The problem with a culture of contempt 

What stands out as the most valuable aspect of Brooks’s book is his clear-eyed diagnosis of the problem of a culture of contempt. For example, Brooks is right to argue that social media has an isolating effect on individuals, which brings several other ills alongside. At the same time, social media fosters “motive attribution asymmetry” which is “the phenomenon of assuming that your ideology is based in love, while your opponent’s ideology is based in hate” (21).

It’s going to take much more than mere civility or tolerance to breach this societal impasse. It’s going to take love—love that sees people first and foremost as human beings created in the image of God rather than avatars made in the image of one’s political friend or foe.

Brooks is at his strongest in the book when he’s noting not just the individual problems of contempt, but the predatory business model built around it. “America is addicted to political contempt,” Brooks notes (28), but advertisers, television executives, social media designers, and others know that—and exploit it (212). Brooks, astutely, speaks of the problem in terms of drug addiction and of those seeking to commodify contempt as “political meth dealers” (29).

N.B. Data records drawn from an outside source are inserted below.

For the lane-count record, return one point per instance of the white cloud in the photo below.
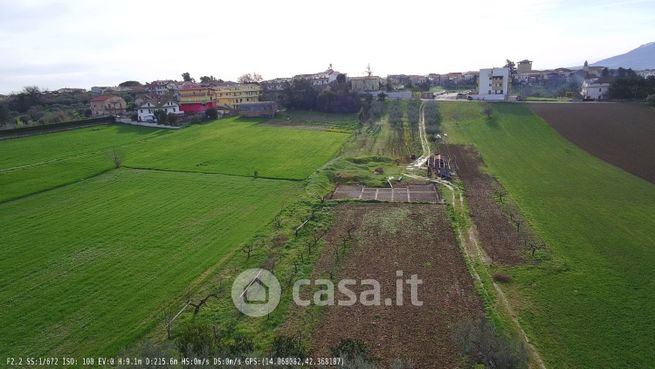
(84, 43)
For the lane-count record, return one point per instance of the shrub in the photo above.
(212, 113)
(350, 349)
(502, 277)
(483, 346)
(651, 99)
(196, 340)
(285, 346)
(171, 118)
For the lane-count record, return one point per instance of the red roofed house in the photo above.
(197, 99)
(107, 105)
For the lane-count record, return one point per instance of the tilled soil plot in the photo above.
(415, 239)
(498, 236)
(408, 193)
(621, 134)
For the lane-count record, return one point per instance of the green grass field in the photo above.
(90, 265)
(228, 146)
(38, 163)
(589, 303)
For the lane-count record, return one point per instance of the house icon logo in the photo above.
(256, 292)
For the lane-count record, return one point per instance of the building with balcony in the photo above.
(107, 105)
(493, 84)
(230, 95)
(197, 99)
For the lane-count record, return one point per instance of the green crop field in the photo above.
(227, 146)
(239, 147)
(589, 303)
(37, 163)
(88, 266)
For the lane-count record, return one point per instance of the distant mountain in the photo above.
(640, 58)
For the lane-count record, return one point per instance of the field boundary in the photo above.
(56, 186)
(214, 173)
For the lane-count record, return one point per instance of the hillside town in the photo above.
(173, 102)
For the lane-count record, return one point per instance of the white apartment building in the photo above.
(493, 84)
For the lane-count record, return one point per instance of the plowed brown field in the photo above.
(498, 236)
(416, 239)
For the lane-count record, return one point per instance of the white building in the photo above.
(319, 79)
(146, 111)
(595, 89)
(493, 84)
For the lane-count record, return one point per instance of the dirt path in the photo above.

This isn’t hyperbolic language either. Studies show the way that certain social media behaviors and patterns evoke hormonal responses in the brain and how aspects of these platforms are engineered to be addictive. Furthermore, “social media intensifies our addiction by allowing us to filter out the news and opinions we disagree with, thus purifying the contempt drug” (30). In this respect, Brooks’s book serves as a sort of Surgeon General’s Warning that users would be wise not to ignore.

It’s going to take much more than mere civility or tolerance to breach this societal impasse. It’s going to take love—love that sees people first and foremost as human beings created in the image of God rather than avatars made in the image of one’s political friend or foe. It’s going to take courage—courage that is willing to stand up to someone on one’s own side for the sake of healthy disagreement. And it’s going to take wisdom—wisdom that realizes not only that “bad company corrupts good character” (1 Cor. 15:33), but also that there’s plenty of “bad company” to be found (and avoided) among those who agree with you politically.

We may be in a moment where our society finds itself standing around a cultural dumpster fire. But Love Your Enemies is a helpful book that I hope may help clear some of the smoke.